Ocrelizumab May Improve Cognitive Function in Relapsing Multiple Sclerosis
Cognitive impairment is often reported among patients with multiple sclerosis.
Compared with interferon beta-1a, treatment of relapsing forms of multiple sclerosis (MS) with ocrelizumab resulted in improved cognitive performance, according to results from a pooled analysis of the phase 3 OPERA studies (ClinicalTrials.gov: NCT01247324, NCT01412333).
The results were presented at the 2017 Consortium of Multiple Sclerosis Centers Annual Meeting, May 24-27 in New Orleans.
Previous reports have established ocrelizumab's superiority over interferon beta-1a in reducing MS relapses, disability and disease progression, and lesion load and brain atrophy in patients with relapsing MS. The current study sought to evaluate the effect of treatment with ocrelizumab on measurements of cognitive function, including the Paced Auditory Serial Addition Test (PASAT) and the Symbol Digit Modalities Test (SDMT), which measure processing speed and working memory.

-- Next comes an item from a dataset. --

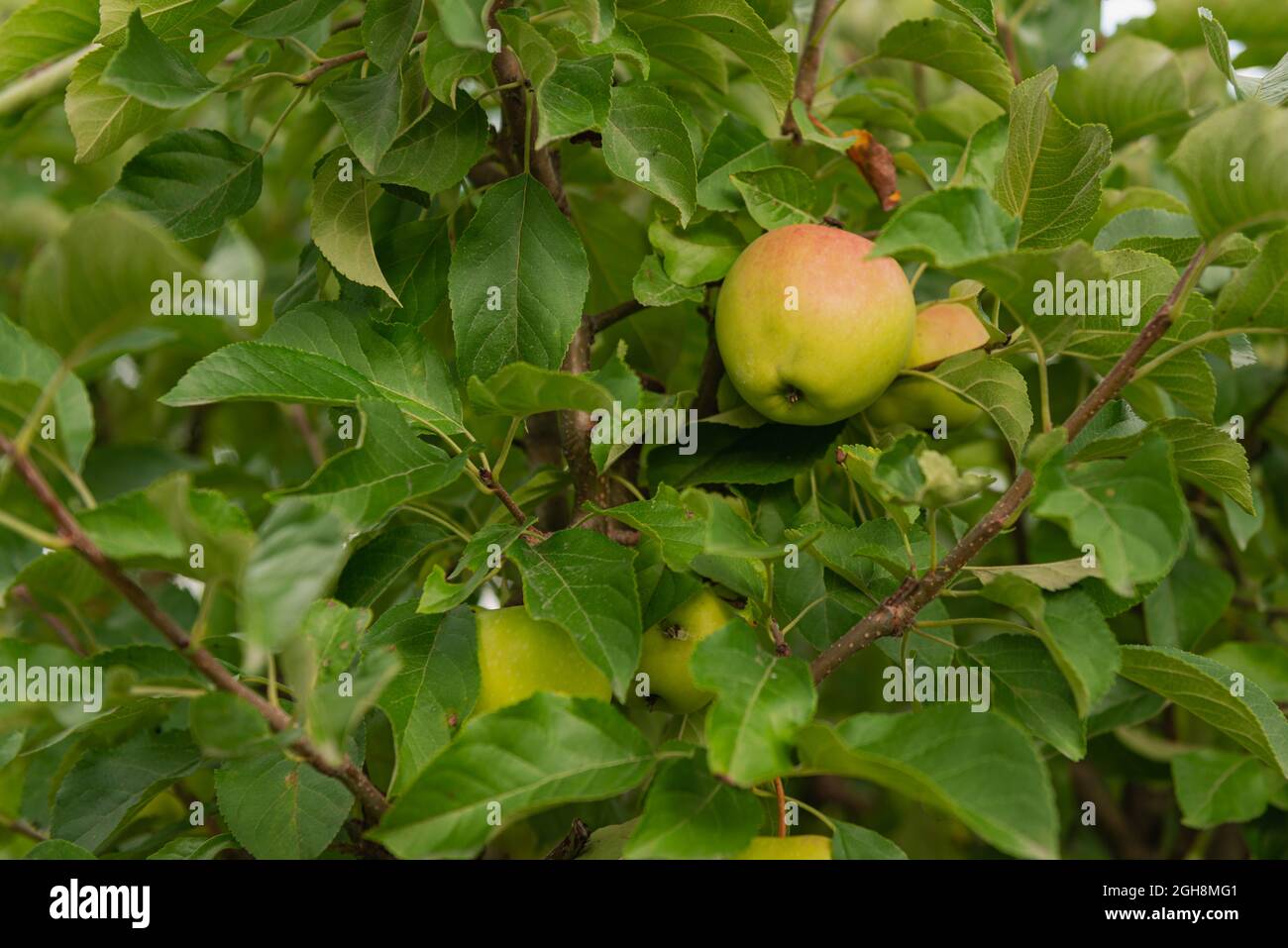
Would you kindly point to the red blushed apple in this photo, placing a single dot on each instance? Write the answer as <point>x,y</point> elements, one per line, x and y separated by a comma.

The PASAT and SDMT assessments were performed at baseline and every 12 weeks thereafter. In the pooled population, mean (SE) baseline PASAT and SDMT scores were 42.58 (0.460) and 47.34 (0.641) in patients receiving ocrelizumab vs 41.70 (0.477) and 47.31 (0.639) in patient treated with interferon beta-1a, respectively. A modest correlation was observed between SDMT and PASAT scores (0.36; P <.0001).

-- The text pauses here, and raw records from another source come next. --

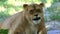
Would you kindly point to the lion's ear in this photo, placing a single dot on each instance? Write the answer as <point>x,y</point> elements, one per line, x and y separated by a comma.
<point>25,6</point>
<point>41,5</point>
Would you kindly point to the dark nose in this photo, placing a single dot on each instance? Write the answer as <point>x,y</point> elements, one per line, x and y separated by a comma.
<point>36,15</point>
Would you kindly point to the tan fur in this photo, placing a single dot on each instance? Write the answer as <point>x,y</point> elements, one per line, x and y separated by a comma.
<point>21,23</point>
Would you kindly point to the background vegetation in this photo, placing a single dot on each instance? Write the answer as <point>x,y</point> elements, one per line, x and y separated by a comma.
<point>10,7</point>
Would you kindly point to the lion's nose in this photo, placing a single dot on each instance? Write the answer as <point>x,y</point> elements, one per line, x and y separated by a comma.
<point>36,15</point>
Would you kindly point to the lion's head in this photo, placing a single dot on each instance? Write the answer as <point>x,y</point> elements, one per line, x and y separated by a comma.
<point>34,12</point>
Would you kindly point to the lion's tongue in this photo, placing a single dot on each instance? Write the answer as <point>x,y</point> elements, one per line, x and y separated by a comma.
<point>36,18</point>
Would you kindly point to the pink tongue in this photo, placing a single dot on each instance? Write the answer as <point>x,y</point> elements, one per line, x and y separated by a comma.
<point>36,18</point>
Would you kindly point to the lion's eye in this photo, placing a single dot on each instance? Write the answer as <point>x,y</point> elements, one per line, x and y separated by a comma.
<point>31,11</point>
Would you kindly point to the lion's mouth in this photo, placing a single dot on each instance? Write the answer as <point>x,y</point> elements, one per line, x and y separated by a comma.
<point>36,19</point>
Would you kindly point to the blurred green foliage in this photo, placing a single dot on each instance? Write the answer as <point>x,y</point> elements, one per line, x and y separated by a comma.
<point>8,6</point>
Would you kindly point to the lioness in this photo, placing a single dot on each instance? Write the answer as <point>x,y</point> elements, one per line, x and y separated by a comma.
<point>29,21</point>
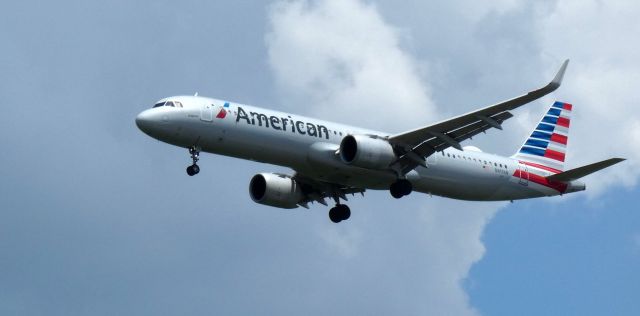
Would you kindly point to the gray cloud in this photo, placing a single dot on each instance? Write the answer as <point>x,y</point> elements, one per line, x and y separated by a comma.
<point>96,218</point>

At 96 weeks, improvement in mean PASAT scores in patients receiving ocrelizumab were greater than in those receiving interferon beta-1a (6.520; SE 0.35, 95% CI, 5.84-7.20 vs 5.651; SE 0.36, 95% CI, 4.95-6.35; P =.0531). Similar improvements were observed in SDMT scores in patients receiving ocrelizumab vs interferon beta-1a (96 weeks: 5.430; SE 0.52, 95% CI, 4.41-6.46 vs 4.046; SE 0.54, 95% CI, 3.00-5.10; P =.0422).
Overall, treatment with ocrelizumab improves cognitive performance in measures of processing speed and working memory better than interferon beta-1a.
For more coverage of CMSC 2017, go here.
Disclosures: The study was supported by F. Hoffmann-La Roche and Genentech. Drs Miller, de Seze, Hauser, Kappos, Wolinsky, and Lublin report multiple relationships with industry. Drs Han and Julian and Dr Napieralski are employed by Genentech and F. Hoffmann-La Roche, respectively. See the abstract for a full list of disclosures.
Miller AE, de Seze J, Hauser SL, et al. The effect of ocrelizumab on cognitive functioning in relapsing multiple sclerosis: analysis of the phase 3 interferon beta-1a-controlled OPERA studies. Presented at: 2017 Consortium of Multiple Sclerosis Centers Annual Meeting. May 24-27, 2017; New Orleans, LA. Abstract DX09.